'Entering a living world'
(work in progress)
[Notes for a colloquium]
This text copyright 1994 by James Pritchett. All rights reserved. Not to be copied or redistributed without permission.
. . . New ideas suggest themselves, need defining, exploring, need a mind that knows it is entering a living world, not a dead one. When you set out for a living world you don't know what to take with you because you don't know where you're going. You don't know if the temperature will be warm or cold; you have to buy your clothes when you get there.
-- Morton Feldman, 'Conversations without Stravinsky' (1967)
I
1
I never know what I'm doing now. When I mention a project, I always say 'I don't have any idea what I'll say, but I'll think of something.'
2
In my work, all my energies are directed towards keeping the experience of the music alive and somehow mysterious. How do I do it? I don't know; I don't think about where I'm going, I just go (Feldman again). Huang Po's advice: From morning till night, do not rely on any single thing.
3
I was asked what books had influenced me; like most questions from musicologists, it zoomed right past me. Cage first (a conversation); then nature writing--sitting and waiting, going to the same place every day. My method (if any): just go out there and hang out. Like reading the books John did. Live.
4
Poetry.
Read Frank O'Hara, Standing still and walking in New York, p. 112.
This goes very well with my line of thinking these days.
II-a
1
Wanting to write about Feldman, but baffled. Left with a peculiar look on my face, hands empty, the music long gone. Grasping at straws, I settled on a piano piece.
Play Piano piece (1964).
2
The feel of the piece under my fingers. The sounds just brush the silence, barely touching. This suggests an analogy with drawing, brush-and-ink, brushstrokes. I became fascinated with the different types of stroke he uses. Responding to the different kinds of line.
3
Look at the opening lines:
- Grace note going to a measured silence. Most of the piece is grace notes: lift, all up and no down.
- Open head versus closed head -- touch versus a dab? Difference between grace note before bar line and after (slight weight).
- Fermata? Breath.
- Metered bar: Not trailing, glancing, brushing, but put down and then lifted up, deliberately.

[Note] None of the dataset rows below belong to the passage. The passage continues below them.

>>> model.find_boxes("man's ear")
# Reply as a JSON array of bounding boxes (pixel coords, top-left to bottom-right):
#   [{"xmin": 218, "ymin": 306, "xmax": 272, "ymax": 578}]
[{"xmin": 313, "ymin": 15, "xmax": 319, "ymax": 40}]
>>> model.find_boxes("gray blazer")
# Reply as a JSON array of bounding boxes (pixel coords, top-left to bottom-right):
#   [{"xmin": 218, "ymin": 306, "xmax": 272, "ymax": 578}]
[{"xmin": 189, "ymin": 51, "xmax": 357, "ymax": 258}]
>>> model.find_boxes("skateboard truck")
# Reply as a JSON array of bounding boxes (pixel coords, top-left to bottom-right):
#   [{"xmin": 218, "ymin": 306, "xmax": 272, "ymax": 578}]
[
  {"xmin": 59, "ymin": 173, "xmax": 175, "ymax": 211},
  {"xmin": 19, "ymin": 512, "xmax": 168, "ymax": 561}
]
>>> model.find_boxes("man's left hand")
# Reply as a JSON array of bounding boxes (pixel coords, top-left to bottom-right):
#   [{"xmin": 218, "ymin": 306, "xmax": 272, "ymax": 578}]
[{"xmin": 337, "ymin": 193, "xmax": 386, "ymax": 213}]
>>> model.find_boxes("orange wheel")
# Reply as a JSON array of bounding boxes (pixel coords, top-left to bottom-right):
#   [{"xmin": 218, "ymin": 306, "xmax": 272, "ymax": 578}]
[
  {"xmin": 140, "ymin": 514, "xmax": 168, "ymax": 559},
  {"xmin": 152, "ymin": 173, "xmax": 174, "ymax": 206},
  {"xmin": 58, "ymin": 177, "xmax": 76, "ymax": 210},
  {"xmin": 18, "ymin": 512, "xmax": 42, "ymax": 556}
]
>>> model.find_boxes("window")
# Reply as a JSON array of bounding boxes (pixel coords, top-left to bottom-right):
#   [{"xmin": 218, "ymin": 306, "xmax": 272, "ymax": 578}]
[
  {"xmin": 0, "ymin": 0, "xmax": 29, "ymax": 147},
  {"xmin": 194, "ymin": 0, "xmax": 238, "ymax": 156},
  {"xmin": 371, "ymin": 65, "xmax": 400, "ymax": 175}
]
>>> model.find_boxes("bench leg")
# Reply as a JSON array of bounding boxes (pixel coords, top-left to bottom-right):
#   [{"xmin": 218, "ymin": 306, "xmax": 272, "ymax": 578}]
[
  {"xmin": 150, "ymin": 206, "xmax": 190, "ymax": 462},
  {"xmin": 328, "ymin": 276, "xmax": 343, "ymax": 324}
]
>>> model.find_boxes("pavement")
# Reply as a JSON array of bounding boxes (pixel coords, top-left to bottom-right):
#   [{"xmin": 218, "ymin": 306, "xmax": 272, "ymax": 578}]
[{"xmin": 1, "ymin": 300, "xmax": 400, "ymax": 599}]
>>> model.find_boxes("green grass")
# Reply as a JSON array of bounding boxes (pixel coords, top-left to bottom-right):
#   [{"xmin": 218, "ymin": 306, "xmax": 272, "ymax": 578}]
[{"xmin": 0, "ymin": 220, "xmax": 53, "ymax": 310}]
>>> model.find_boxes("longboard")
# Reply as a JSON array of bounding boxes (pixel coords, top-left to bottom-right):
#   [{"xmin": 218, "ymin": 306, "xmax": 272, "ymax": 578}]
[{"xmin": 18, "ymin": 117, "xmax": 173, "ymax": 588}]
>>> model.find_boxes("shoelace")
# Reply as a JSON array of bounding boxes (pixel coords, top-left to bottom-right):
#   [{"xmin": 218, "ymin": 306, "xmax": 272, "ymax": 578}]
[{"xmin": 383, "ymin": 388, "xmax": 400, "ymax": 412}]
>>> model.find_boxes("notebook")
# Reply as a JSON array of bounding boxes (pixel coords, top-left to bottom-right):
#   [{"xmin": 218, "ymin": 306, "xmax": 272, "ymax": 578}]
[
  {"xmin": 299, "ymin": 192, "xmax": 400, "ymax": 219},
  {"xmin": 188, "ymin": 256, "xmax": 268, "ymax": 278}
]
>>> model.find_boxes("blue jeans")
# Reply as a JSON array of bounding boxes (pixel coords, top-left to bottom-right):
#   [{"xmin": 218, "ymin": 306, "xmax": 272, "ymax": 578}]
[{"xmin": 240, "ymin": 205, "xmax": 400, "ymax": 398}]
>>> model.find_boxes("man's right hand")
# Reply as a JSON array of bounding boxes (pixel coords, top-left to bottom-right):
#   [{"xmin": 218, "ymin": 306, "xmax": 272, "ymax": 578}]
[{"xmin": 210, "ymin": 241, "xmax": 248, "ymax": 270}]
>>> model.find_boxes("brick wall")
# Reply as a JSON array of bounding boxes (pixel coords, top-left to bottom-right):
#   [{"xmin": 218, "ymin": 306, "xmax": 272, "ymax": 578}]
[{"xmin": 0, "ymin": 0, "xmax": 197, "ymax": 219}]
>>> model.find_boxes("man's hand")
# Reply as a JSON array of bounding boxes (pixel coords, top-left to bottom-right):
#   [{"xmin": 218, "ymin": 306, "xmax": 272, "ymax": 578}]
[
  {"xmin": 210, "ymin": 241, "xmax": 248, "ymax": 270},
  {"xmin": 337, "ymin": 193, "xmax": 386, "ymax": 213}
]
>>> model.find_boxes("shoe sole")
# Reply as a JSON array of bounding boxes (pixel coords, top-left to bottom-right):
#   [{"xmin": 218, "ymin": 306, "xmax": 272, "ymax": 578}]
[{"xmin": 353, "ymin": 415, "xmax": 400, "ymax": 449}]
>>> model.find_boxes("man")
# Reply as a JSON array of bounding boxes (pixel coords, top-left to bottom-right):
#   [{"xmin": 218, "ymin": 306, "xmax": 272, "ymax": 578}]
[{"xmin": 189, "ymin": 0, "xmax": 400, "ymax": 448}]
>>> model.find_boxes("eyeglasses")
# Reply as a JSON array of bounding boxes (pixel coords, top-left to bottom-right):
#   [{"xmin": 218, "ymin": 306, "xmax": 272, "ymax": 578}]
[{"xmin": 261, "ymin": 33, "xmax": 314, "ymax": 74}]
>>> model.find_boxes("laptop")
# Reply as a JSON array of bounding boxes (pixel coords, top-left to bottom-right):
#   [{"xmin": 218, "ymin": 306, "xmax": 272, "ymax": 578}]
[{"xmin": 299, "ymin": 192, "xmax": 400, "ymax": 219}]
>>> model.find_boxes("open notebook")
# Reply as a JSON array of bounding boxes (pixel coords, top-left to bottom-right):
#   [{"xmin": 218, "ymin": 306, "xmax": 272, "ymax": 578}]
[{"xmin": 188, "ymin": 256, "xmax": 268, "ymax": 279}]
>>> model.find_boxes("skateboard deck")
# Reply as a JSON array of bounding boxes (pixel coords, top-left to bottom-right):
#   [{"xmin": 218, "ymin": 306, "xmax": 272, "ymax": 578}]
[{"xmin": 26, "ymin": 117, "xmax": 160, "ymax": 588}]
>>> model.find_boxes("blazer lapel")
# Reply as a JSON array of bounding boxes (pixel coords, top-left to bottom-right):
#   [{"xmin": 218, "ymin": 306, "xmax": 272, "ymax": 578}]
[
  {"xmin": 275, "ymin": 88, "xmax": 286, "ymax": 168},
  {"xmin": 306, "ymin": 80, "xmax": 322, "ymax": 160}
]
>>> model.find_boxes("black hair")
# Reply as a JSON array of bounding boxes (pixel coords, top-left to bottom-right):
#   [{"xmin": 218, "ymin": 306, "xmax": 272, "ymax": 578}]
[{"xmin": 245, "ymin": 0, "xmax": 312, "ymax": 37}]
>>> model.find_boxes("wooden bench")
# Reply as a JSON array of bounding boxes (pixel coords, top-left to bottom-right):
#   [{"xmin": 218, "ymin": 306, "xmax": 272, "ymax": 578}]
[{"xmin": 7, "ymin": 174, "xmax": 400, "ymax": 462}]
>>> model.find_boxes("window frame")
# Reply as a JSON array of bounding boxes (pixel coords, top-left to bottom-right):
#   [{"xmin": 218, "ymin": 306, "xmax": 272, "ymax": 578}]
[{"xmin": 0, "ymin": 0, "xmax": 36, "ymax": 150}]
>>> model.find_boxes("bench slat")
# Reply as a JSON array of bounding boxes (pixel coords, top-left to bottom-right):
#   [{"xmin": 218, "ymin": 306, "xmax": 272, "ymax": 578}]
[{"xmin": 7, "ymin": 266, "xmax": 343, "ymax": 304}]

- Decays, trailing off, running out of ink.
- The 'thickened attack'.
4
Where is the tactile dimension? You can't point to it -- it's not a parameter (as it is in, say, Boulez). Holistic: can't just apply touch to the finished product. Unlike Boulez, Feldman's in there, doing it.
5
Touch: Mondrian story (spray-painted picture didn't even look like a Mondrian). 'For me, at least, this seems to be the answer, even if it is nothing more than the ephemeral feel of the pencil in my hand when I work. I'm sure if I dictated my music, even if I dictated it exactly, it would never be the same.' ('Anxiety of art', 1969)
II-b
1
Trying to get a handle on the pitch/harmonic element. Grays, non-pitched clusters. Began thinking in terms of graph piece notations.
2
History lesson: graph pieces. Feldman didn't turn back on them, but continued to write them until 1969.
3
Found the graph transcription wanting: had to make exceptions, alterations; couldn't get the rhythm notated; lost the touch. Lost shades of gray, places where pitchiness should intrude. Feldman's on-again, off-again use of graph notation for same reasons? Precise non-pitchiness: 'play three notes that I like.'
4
Play Piano piece (1964) again.
II-c
1
Once, after playing the piece, it made me think of For Frank O'Hara (1973).
Play For Frank O'Hara.
2
Nothing to add, really; it speaks for itself. A path I'll follow next.